Durham tubes are used in microbiology to detect production of gas by microorganisms. They are simply smaller test tubes inserted upside down in another test tube so they are freely movable. The culture media to be tested is then added to the larger tube and sterilized, which also eliminates the initial air gap produced when the tube is inserted upside down. The culture media typically contains a single substance to be tested with the organism, such as to determine whether an organism can ferment a particular carbohydrate. After inoculation and incubation, any gas that is produced will form a visible gas bubble inside the small tube. Litmus solution can also be added to the culture media to give a visual representation of pH changes that occur during the production of gas. The method was first reported in 1898 by British microbiologist Herbert Durham.

One limitation of the Durham tube is that it does not allow for precise determination of the type of gas that is produced within the inner tube, or measurements of the quantity of gas produced.
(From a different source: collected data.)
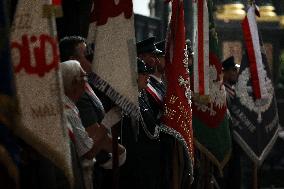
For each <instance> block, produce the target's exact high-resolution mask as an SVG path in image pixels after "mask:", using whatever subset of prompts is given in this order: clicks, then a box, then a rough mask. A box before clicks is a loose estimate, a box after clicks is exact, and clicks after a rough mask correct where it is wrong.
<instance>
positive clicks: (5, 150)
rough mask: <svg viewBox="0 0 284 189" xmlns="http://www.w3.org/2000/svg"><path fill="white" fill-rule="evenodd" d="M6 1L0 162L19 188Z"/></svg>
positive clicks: (14, 105) (15, 107)
mask: <svg viewBox="0 0 284 189" xmlns="http://www.w3.org/2000/svg"><path fill="white" fill-rule="evenodd" d="M7 3H8V2H7V1H6V0H3V1H0V35H1V39H0V73H1V74H0V164H1V166H3V167H5V168H6V169H7V172H8V174H9V176H10V177H11V178H13V180H14V183H15V187H16V188H19V171H18V167H17V166H18V165H17V164H18V163H19V149H18V147H17V145H16V142H15V140H14V138H13V136H12V133H11V129H13V128H14V127H16V124H17V106H16V99H15V90H14V85H13V84H14V83H13V71H12V64H11V61H10V48H9V34H8V32H9V28H10V24H9V20H8V15H9V14H8V6H7ZM1 187H4V186H1Z"/></svg>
However, Durham argued that quantitive measurements are of limited value because of the culture solution will absorb some of the gas in unknown, variable proportions. Additionally, using Durham tubes to provide evidence of fermentation may not be able to detect slow- or weakly-fermenting organisms when the resultant carbon dioxide diffuses back into the solution as quickly as it is formed, so a negative test using Durham tubes does not indicate decisive physiological significance.